John Elway once again showed he’s one of the top executives in football, in refusing to get into a bidding war over Brock Osweiler. Elway let the Houston Texans give an insane $72 million contract over four years to a quarterback who mostly rode a defense to a handful of wins before getting benched in time to let Peyton Manning save the #1 seed in the AFC playoffs in the season finale. It was the smart long-term move for the franchise, but now the question turns to what Denver does in the short-term.

The answer has to be for Denver to sign Robert Griffin III, newly released from the Redskins. RG3 comes physically recharged, hungry for redemption and a perfect fit for the Denver offense.
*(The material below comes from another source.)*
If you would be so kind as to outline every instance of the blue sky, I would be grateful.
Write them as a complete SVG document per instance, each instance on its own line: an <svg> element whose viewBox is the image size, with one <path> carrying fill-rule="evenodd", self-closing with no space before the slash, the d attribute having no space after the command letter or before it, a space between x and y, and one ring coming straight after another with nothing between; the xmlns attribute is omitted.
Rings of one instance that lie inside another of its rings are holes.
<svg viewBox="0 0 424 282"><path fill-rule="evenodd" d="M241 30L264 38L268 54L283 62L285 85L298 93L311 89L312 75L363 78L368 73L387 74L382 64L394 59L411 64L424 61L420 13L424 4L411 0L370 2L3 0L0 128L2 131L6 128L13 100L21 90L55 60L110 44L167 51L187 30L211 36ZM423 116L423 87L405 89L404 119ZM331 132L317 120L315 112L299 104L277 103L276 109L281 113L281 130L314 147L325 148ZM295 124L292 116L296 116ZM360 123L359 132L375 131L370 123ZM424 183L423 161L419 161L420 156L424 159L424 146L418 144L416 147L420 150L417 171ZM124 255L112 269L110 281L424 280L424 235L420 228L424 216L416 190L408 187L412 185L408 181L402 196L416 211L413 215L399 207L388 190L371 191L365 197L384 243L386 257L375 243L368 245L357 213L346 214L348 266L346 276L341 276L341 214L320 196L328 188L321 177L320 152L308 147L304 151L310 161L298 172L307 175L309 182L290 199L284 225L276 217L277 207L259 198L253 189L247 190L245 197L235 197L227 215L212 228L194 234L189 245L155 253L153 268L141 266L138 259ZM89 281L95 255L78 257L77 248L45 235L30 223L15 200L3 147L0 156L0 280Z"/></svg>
It may turn out that spending the entire year in deep freeze on the Redskins’ bench was the best thing that could have happened for RG3. After enduring two serious leg injuries—the torn ACL to close his rookie year and the dislocated ankle of his third year, he likely needed serious recovery time. Now he’s had it and if he’s not able to be 100 percent physically at this point, it’s fair to say he never will.

Griffin enjoyed his rookie-year success on an offense built around play-action, the system designed by Kyle Shanahan. Gary Kubiak and Elway have installed a similar power-oriented system in Denver and there’s nothing like a mobile quarterback to keep the interior of the line loosened up and the play-action game with some read option mixed is tailor-made for RG3.

We have to also assume that RG3 is hungry to prove himself all over again. He comes to an organization that has another rifle-armed quarterback that ran a lot on his youth and gradually, over time, stabilized into a more traditional pocket passer as he got older. Elway was able to use his own personal experience, of winning a Super Bowl(s) at the end of his career to benefit Manning. Now the Denver president can use the experience of his earlier career to benefit Griffin.

This would be a move steeped in some irony. Griffin grew up rooting for Elway and the Denver Broncos. That means RG3 also was rooting for Mike Shanahan. The young quarterback later said that his falling out with Shanahan “broke my heart.” As we saw Griffin decline not only physically, but mentally in recent years, I wondered if he hadn’t been broken to a certain extent by his ruthless former coach who stopped at nothing to smear the quarterback who saved his job in 2012.

But RG3 isn’t the only quarterback to have had problems with Mike Shanahan. John Elway had a public falling out with Shanahan. Who knows, maybe Elway can help the young quarterback get beyond that as well.

Upon word of Osweiler’s departure to Houston, RG3 and Colin Kaepernick have been rumored to be Denver targets. But those aren’t comparable choices. The Broncos would have to trade for Kaepernick and inherit his big contract. RG3 will come cheap, almost certainly less than a $1 million a year. It would be the equivalent of what Seattle had when Russell Wilson played on his cheap rookie contract—it means money to pay the defense.

It also means there’s nothing to lose for Elway. There’s no cost to signing RG3. There’s no realistic option that you’re walking away from.  And the potential upside is a gold mine.